Mein übriges Geld lieferte ich ordentlich zu Hause ab, und erntete allemal Lob und Preis; und wenn ich schon einmal wenig oder nichts brachte, gab man mir auch gute Worte und den Trost auf bessere Tage. Damit lachten mich meine Bundesgenossen aus und meinten, ich solle einen Mutech machen, wie sie auch täten; sie verführten mich dazu, ich machte einige Batzen auf die Seite. Sobald sie dieses merkten, mußte ich mit ihnen etwas g'werbe, oder mit andern Worten, spielen, entweder Stöckeln oder Kreuz und Bär machen; einmal brachte einer sogar ein altes Spiel mit, und wir spielten nach seiner Anweisung, Gott weiß was.
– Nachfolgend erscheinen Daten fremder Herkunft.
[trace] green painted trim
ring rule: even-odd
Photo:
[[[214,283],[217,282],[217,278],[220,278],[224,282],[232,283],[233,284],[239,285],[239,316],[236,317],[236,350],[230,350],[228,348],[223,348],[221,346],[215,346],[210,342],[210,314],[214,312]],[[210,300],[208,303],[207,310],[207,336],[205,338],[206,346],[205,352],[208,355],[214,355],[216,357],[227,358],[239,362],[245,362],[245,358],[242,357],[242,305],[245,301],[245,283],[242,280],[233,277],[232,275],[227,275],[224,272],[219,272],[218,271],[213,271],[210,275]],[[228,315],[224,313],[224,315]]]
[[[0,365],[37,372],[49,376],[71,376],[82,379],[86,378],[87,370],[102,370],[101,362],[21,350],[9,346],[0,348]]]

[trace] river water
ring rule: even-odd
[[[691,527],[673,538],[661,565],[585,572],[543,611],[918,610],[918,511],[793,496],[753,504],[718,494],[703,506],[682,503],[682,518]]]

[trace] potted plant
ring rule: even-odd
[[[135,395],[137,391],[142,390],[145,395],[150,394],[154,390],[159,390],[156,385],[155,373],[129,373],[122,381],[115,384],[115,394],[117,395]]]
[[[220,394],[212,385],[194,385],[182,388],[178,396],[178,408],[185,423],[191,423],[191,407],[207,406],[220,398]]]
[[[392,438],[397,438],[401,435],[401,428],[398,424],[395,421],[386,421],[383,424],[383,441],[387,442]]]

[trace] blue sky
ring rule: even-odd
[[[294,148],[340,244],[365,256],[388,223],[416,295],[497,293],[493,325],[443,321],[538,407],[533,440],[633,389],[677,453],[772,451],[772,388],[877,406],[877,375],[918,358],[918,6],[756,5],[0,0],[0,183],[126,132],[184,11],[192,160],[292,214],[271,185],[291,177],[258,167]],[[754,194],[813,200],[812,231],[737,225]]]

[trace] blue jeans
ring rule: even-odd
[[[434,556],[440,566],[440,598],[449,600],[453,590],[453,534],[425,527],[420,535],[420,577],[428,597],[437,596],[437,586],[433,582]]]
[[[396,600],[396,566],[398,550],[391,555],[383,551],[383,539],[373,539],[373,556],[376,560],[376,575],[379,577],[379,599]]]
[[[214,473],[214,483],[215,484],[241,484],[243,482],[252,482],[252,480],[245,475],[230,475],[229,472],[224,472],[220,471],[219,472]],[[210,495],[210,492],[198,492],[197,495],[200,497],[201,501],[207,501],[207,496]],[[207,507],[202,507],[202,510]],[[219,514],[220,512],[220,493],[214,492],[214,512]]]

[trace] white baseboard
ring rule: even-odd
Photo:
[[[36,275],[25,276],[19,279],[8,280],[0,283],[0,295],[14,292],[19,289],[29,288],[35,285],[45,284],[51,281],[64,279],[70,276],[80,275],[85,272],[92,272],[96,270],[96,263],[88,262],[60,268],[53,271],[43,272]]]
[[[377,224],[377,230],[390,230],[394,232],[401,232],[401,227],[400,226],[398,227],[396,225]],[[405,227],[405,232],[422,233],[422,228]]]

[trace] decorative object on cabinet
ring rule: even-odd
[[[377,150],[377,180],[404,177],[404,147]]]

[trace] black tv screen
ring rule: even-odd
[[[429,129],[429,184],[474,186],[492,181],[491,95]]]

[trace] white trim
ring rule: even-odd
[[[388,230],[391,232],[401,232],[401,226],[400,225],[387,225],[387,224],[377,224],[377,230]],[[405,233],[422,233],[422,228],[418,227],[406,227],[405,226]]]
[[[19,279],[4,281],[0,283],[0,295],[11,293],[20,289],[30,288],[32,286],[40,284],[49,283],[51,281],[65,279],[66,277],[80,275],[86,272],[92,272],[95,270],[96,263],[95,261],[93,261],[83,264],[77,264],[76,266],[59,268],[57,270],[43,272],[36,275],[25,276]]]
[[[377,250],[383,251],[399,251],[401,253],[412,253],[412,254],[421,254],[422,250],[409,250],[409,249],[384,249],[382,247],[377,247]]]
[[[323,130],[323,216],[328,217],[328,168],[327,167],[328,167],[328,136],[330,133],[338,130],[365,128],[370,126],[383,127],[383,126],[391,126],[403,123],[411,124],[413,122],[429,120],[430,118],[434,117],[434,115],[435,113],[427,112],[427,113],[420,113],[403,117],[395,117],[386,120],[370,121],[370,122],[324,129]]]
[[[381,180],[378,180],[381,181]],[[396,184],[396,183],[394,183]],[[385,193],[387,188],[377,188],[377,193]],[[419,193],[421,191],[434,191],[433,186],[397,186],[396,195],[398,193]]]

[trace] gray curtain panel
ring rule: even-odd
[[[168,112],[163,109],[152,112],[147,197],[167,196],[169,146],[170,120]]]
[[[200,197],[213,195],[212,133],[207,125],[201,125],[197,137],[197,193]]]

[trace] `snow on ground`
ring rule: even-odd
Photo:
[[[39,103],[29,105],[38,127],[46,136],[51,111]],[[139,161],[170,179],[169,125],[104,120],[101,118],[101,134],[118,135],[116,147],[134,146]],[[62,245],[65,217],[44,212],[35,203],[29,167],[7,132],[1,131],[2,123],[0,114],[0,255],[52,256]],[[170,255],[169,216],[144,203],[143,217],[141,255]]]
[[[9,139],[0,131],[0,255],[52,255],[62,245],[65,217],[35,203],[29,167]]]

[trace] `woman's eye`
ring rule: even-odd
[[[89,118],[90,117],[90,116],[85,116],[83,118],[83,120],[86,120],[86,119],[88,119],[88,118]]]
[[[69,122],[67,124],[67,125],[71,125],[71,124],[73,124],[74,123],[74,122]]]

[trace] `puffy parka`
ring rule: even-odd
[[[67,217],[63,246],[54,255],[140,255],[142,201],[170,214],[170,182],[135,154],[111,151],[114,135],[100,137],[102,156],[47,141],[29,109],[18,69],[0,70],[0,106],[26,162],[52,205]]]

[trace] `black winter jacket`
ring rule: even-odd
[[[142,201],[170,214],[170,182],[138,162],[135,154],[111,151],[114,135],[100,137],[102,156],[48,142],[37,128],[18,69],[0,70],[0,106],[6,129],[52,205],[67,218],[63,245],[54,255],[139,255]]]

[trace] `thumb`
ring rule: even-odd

Richtig verlor ich all mein Geld an sie; mein Hinterhalten brachte mir nur Verdruß; ich ließ es also bleiben. Nur hie und da behielt ich einiges zu einem Messer oder etwas anderm, um damit zu händelen; denn wenn wir einen andern Buben zwischen uns bekommen konnten, so suchten wir ihn zum Händeln zu bringen; entweder sollte er uns etwas abkaufen oder verkaufen, und wollte er nicht, so wurde er gewöhnlich geprügelt oder wenigstens ausgeschimpft.

Als ich nun noch gar den Hühnern Hafer heimbrachte, ging den Alten eine neues Licht auf; sie lobten mich gar sehr, und auch die Hühner liefen mir das nächste Mal entgegen und umgaggerten mich; das dünkte mich gar lustig, und es mußte nicht zu machen sein, oder ich brachte ihnen Hafer mit. Allein der Stallknecht war auch nicht blind und nicht alle Tage fraßen Pferde vor dem Wirtshaus oder im Stalle, während niemand darin war; als ich deswegen traurig heimkam, sagten mir die Alten: «Aber, Miaßli, bis doch nicht so dumm, ds Chorn ist ja ryf und bald dr Haber o; we d' übers Feld geyst, so streif ume-n-ab, es merkt's niemer, und we d'Bure afa drösche, u wenn sie z'Imbiß esse, su sy g'schwind es paar Hampfele aus em Tenn g'no.» Das ließ ich mir nicht zweimal sagen und brachte fast alle Abende reichliche Beute für meine Hühner nach Hause, so daß ich einen ziemlichen Vorrat sammelte für den Winter, und wir auch mehr Eiertätsch zu essen hatten, als in keinem Herrenhause.